Aktuell begleitet Loosli ihren dritten Klienten, einen jungen Mann, der auf Stellensuche war. «Ich konnte ihm helfen. Aber nicht, indem ich ihm Anweisungen gab, wie er nach einer Stelle suchen soll, sondern indem ich einfach für ihn da war», sagt Loosli gerührt. «Mittlerweile hat er eine neue Stelle gefunden, was mich sehr freut. Wir treffen uns aber weiterhin jede dritte Woche, bis die Wegbegleitung zu Ende ist – um über Gott und die Welt zu reden.»
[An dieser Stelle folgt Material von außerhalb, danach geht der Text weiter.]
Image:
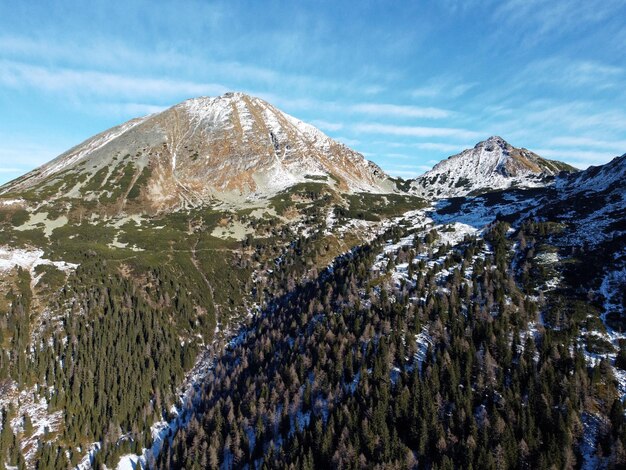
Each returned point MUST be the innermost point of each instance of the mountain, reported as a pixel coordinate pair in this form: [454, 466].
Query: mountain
[492, 164]
[233, 148]
[222, 286]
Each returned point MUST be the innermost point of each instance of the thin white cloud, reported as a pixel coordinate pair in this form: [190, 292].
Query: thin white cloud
[71, 81]
[440, 147]
[442, 87]
[348, 141]
[400, 110]
[326, 125]
[578, 158]
[552, 18]
[616, 146]
[414, 131]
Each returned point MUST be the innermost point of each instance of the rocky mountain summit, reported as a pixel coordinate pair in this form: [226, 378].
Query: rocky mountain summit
[491, 165]
[232, 148]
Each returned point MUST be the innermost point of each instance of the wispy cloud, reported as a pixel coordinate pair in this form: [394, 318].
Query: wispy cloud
[326, 125]
[415, 131]
[616, 146]
[441, 147]
[73, 81]
[400, 110]
[578, 158]
[548, 17]
[442, 87]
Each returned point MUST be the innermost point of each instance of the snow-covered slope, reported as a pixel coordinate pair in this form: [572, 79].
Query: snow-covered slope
[491, 165]
[230, 148]
[597, 178]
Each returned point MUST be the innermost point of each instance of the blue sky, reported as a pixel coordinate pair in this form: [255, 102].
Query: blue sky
[406, 83]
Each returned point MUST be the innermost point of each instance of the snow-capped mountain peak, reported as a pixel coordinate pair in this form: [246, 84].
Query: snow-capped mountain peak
[490, 165]
[232, 148]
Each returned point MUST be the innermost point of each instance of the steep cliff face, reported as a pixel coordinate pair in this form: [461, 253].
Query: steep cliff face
[231, 148]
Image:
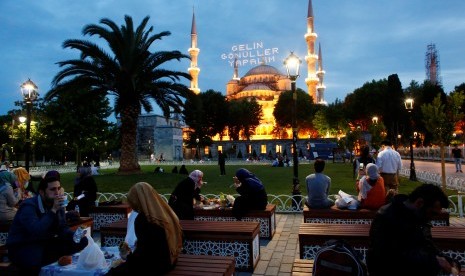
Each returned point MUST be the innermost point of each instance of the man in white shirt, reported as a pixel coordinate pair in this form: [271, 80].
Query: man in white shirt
[389, 163]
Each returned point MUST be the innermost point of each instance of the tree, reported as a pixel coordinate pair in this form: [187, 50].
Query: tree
[206, 114]
[131, 73]
[393, 109]
[440, 119]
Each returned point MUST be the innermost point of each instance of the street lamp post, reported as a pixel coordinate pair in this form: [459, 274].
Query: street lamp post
[29, 92]
[292, 63]
[198, 148]
[409, 107]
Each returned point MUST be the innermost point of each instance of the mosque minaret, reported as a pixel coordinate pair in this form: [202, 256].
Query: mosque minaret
[194, 70]
[320, 88]
[311, 58]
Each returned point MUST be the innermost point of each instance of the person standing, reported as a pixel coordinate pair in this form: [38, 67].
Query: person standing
[85, 191]
[222, 163]
[158, 232]
[318, 185]
[457, 153]
[389, 163]
[252, 193]
[364, 159]
[181, 199]
[400, 236]
[39, 234]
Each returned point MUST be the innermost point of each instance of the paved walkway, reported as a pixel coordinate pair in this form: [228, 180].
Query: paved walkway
[277, 255]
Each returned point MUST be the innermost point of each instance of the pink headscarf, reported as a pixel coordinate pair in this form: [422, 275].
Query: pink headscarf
[196, 175]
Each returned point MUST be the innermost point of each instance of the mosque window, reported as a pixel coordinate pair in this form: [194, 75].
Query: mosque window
[263, 149]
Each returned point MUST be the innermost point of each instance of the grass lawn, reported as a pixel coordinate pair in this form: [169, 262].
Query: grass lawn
[276, 180]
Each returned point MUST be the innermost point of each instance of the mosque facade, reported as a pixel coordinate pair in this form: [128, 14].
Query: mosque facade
[265, 84]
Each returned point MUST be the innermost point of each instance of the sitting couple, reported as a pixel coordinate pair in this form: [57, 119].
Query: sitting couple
[371, 192]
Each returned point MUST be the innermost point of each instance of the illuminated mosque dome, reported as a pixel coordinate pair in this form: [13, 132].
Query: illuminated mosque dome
[263, 69]
[264, 83]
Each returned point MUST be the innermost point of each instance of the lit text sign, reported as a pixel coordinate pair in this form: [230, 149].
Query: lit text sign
[250, 54]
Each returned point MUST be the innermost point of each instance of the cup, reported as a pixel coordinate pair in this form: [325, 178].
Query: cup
[65, 201]
[78, 234]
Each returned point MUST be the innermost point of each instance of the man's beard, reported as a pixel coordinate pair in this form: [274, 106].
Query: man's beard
[48, 200]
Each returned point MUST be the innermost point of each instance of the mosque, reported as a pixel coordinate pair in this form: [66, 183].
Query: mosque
[265, 83]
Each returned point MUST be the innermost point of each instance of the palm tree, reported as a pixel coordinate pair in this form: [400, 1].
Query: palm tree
[131, 74]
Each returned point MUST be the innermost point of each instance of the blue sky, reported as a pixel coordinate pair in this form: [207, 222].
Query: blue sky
[362, 40]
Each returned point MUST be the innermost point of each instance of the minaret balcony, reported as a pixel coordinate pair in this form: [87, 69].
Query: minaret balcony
[311, 56]
[193, 69]
[310, 36]
[311, 79]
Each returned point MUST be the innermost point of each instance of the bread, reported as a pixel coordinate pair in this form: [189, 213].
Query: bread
[65, 260]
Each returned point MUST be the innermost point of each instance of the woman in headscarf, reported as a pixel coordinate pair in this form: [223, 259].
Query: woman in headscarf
[181, 199]
[158, 232]
[252, 193]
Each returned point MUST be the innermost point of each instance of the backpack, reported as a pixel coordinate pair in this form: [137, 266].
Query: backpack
[337, 257]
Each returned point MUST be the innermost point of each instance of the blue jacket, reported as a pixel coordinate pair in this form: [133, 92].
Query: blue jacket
[34, 231]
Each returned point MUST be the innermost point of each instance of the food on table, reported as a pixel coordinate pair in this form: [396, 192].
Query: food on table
[124, 250]
[65, 260]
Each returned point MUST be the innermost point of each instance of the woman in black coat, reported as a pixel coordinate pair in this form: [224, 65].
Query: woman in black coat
[252, 193]
[181, 199]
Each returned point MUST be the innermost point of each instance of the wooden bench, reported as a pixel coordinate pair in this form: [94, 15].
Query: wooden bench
[83, 221]
[6, 268]
[230, 238]
[104, 215]
[360, 216]
[266, 218]
[302, 267]
[203, 265]
[451, 240]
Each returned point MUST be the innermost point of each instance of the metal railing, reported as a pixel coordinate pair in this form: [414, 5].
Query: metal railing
[283, 203]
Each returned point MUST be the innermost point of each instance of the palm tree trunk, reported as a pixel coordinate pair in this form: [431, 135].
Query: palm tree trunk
[128, 160]
[443, 166]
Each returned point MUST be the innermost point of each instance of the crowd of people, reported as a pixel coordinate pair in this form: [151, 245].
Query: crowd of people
[400, 232]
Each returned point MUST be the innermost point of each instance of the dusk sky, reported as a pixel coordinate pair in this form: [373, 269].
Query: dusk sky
[361, 40]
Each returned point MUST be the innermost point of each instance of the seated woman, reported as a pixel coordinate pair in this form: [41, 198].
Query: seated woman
[252, 193]
[23, 182]
[159, 234]
[181, 199]
[372, 194]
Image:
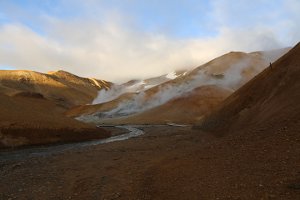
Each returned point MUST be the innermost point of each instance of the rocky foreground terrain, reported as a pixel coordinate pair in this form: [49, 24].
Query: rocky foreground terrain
[248, 148]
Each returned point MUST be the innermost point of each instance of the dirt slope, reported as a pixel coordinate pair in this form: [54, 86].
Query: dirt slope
[270, 100]
[229, 71]
[63, 88]
[35, 120]
[187, 108]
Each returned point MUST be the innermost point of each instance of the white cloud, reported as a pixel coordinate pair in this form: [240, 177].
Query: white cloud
[115, 49]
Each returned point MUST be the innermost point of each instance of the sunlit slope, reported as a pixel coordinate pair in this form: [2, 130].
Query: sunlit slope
[63, 88]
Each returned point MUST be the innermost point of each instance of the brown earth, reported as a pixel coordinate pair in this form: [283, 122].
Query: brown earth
[32, 120]
[63, 88]
[246, 161]
[32, 107]
[165, 163]
[252, 63]
[270, 100]
[240, 159]
[186, 109]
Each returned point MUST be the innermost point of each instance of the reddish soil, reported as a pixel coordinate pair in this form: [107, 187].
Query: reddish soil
[33, 120]
[252, 153]
[165, 163]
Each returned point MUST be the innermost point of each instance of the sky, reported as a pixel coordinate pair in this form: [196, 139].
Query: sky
[119, 40]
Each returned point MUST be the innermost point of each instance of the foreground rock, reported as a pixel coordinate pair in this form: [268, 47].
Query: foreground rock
[32, 121]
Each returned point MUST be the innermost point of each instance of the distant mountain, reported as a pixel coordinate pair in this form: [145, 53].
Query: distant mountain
[32, 107]
[134, 86]
[61, 87]
[227, 72]
[268, 103]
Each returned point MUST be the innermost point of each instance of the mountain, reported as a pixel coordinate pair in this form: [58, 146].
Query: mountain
[188, 108]
[35, 120]
[249, 148]
[268, 102]
[134, 86]
[32, 107]
[228, 72]
[63, 88]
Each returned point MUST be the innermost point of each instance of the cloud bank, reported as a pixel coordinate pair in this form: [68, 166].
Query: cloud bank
[97, 39]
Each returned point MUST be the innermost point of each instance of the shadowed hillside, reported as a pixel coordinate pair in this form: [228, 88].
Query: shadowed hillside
[63, 88]
[270, 100]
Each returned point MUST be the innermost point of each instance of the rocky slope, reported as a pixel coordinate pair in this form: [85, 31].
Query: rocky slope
[270, 100]
[229, 72]
[63, 88]
[32, 107]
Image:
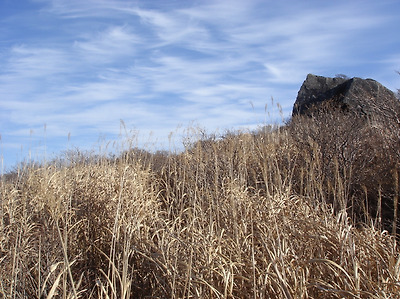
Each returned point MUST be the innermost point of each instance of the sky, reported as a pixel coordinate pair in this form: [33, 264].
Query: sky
[89, 74]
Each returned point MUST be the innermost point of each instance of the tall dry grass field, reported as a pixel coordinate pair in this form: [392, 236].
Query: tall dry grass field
[249, 215]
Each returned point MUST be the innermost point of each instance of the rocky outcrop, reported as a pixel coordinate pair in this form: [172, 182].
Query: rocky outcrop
[363, 96]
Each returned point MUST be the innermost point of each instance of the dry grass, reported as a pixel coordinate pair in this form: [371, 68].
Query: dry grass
[246, 216]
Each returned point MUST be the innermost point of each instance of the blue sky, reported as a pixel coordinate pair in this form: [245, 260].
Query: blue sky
[71, 70]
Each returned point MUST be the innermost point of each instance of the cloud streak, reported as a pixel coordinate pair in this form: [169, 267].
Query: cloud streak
[158, 65]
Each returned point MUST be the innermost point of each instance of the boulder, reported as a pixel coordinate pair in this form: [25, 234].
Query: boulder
[363, 96]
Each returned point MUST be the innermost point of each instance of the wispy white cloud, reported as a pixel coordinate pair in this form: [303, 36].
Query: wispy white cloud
[159, 64]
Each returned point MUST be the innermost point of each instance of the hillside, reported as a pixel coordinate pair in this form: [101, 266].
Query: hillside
[292, 212]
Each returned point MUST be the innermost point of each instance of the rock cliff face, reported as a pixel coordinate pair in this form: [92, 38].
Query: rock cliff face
[363, 96]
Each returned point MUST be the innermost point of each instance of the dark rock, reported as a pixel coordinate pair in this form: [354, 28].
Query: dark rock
[363, 96]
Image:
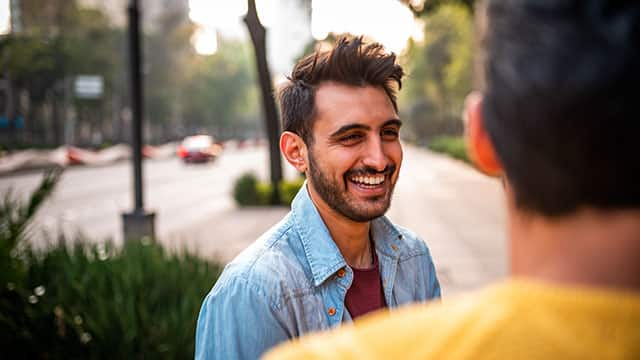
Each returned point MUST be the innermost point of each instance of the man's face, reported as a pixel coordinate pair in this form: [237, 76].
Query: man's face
[355, 154]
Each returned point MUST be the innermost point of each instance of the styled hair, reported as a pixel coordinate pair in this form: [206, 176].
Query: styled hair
[562, 85]
[350, 62]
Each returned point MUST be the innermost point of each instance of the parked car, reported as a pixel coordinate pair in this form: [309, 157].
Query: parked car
[198, 148]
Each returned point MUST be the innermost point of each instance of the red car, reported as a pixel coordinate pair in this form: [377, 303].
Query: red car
[198, 148]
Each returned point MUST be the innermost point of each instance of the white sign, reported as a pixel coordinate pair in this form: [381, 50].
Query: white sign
[88, 86]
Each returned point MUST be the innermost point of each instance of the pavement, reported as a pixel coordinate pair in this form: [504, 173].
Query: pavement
[458, 211]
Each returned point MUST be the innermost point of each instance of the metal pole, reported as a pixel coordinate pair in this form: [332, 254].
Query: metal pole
[136, 104]
[138, 224]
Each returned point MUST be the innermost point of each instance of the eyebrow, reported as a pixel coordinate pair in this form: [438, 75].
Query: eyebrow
[350, 127]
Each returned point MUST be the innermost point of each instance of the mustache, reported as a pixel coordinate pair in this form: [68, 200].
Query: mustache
[389, 169]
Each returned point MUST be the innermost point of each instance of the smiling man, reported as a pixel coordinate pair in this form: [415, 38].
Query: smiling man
[335, 256]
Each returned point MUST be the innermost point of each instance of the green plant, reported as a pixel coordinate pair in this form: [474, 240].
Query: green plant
[15, 218]
[245, 190]
[454, 146]
[97, 300]
[249, 192]
[289, 189]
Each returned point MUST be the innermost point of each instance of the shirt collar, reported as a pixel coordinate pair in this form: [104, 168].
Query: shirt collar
[321, 251]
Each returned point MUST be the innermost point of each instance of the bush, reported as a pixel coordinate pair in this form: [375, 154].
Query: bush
[248, 191]
[454, 146]
[245, 190]
[99, 301]
[95, 301]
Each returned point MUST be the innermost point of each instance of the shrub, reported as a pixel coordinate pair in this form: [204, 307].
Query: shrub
[97, 300]
[289, 189]
[454, 146]
[249, 192]
[245, 190]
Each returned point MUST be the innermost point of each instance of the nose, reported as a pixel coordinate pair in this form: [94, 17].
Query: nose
[374, 156]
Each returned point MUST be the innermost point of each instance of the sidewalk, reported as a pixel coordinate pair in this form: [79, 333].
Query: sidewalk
[455, 209]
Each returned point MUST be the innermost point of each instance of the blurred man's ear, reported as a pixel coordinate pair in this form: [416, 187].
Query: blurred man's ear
[294, 150]
[479, 144]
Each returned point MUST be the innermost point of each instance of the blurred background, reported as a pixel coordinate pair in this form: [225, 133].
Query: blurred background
[72, 286]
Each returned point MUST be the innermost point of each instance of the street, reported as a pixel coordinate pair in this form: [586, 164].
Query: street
[456, 210]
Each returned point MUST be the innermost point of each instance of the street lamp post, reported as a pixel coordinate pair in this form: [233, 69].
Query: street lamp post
[138, 223]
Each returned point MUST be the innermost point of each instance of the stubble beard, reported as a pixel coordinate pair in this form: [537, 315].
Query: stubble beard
[341, 201]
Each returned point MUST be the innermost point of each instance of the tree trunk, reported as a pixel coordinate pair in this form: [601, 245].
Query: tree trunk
[258, 38]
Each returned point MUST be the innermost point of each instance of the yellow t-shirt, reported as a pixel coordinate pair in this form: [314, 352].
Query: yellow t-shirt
[517, 319]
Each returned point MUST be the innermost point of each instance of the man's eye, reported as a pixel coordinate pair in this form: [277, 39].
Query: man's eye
[389, 134]
[352, 138]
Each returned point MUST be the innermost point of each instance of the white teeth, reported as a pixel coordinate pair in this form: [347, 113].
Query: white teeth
[368, 180]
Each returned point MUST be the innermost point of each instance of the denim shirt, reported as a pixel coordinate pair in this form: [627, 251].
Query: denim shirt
[287, 284]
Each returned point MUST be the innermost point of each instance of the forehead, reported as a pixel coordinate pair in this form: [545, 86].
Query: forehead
[338, 105]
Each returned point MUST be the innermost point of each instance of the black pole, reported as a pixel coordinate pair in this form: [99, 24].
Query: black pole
[136, 103]
[139, 224]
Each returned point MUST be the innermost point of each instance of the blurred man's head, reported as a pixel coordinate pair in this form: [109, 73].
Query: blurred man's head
[559, 104]
[341, 127]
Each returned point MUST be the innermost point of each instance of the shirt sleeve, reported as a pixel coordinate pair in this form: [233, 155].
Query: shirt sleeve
[237, 321]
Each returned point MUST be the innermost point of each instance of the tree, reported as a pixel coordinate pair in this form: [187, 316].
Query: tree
[440, 71]
[424, 7]
[258, 38]
[218, 88]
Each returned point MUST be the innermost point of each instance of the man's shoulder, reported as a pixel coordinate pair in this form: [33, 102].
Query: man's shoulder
[414, 245]
[502, 321]
[267, 266]
[415, 331]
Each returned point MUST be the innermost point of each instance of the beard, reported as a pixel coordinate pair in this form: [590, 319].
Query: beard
[335, 192]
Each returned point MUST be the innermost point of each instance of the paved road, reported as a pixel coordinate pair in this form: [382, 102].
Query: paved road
[457, 211]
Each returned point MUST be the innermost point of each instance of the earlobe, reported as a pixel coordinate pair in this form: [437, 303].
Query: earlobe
[479, 145]
[294, 150]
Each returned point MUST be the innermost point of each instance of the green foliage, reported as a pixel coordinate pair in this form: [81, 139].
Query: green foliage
[249, 192]
[95, 300]
[245, 190]
[289, 189]
[15, 218]
[220, 91]
[454, 146]
[440, 70]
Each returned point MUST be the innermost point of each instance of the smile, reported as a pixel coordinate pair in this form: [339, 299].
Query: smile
[368, 180]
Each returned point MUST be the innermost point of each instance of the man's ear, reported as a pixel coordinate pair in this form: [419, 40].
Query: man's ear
[294, 150]
[479, 145]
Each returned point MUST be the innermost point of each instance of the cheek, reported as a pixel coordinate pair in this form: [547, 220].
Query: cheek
[394, 153]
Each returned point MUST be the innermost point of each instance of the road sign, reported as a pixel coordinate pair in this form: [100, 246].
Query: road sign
[88, 86]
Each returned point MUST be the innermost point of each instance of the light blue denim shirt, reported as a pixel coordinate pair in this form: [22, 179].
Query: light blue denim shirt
[286, 284]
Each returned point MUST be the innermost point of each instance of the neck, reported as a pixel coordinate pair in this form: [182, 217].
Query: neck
[351, 237]
[590, 248]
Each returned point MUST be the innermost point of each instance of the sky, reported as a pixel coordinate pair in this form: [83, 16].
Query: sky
[289, 28]
[5, 25]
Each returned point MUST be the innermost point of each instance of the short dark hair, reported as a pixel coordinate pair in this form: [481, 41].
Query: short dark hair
[561, 101]
[351, 62]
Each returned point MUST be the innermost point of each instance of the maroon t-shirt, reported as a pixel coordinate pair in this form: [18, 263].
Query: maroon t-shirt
[366, 292]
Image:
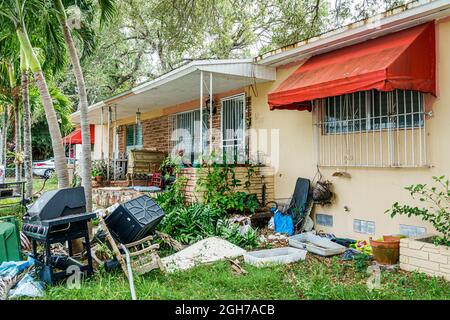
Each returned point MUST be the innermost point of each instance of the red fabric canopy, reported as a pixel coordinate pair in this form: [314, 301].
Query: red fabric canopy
[402, 60]
[75, 136]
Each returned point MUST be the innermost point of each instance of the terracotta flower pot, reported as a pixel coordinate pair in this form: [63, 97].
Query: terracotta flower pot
[386, 252]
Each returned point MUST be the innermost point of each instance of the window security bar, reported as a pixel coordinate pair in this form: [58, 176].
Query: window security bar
[371, 129]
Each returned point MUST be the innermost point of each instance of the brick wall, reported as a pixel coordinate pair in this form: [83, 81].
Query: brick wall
[155, 132]
[262, 175]
[416, 255]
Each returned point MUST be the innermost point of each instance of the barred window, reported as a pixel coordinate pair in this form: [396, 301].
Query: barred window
[184, 132]
[233, 128]
[371, 128]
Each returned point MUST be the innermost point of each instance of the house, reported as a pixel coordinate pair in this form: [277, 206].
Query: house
[369, 99]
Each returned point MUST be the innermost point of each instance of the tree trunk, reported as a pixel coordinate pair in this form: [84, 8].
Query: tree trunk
[17, 140]
[28, 160]
[85, 161]
[53, 126]
[5, 136]
[55, 134]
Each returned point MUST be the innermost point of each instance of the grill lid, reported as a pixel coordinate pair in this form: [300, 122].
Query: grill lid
[57, 203]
Wenn es sein muss, geht sie die Extrameile

Loosli stört es nicht, Dinge zu machen, die über die Vereinbarung hinausgehen. So sei sie auch mit dem Kleinen, den sie gehütet habe, oft in den Zoo gegangen. Wo es aber doch bei ihr aufhört, verrät sie: «Wenn die Wegbegleitung beendet ist, endet auch der Kontakt. Ich möchte dann weitergehen und meine Zeit einer neuen Person, die Hilfe braucht, schenken.»

Was braucht es, um ein Wegbegleiter oder eine Wegbegleiterin zu werden? «Die vier M: Man muss Menschen mögen», antwortet Loosli prompt. Und man darf nichts im Gegenzug erwarten. Loosli freut sich aber über ein Dankeschön für ihr Engagement.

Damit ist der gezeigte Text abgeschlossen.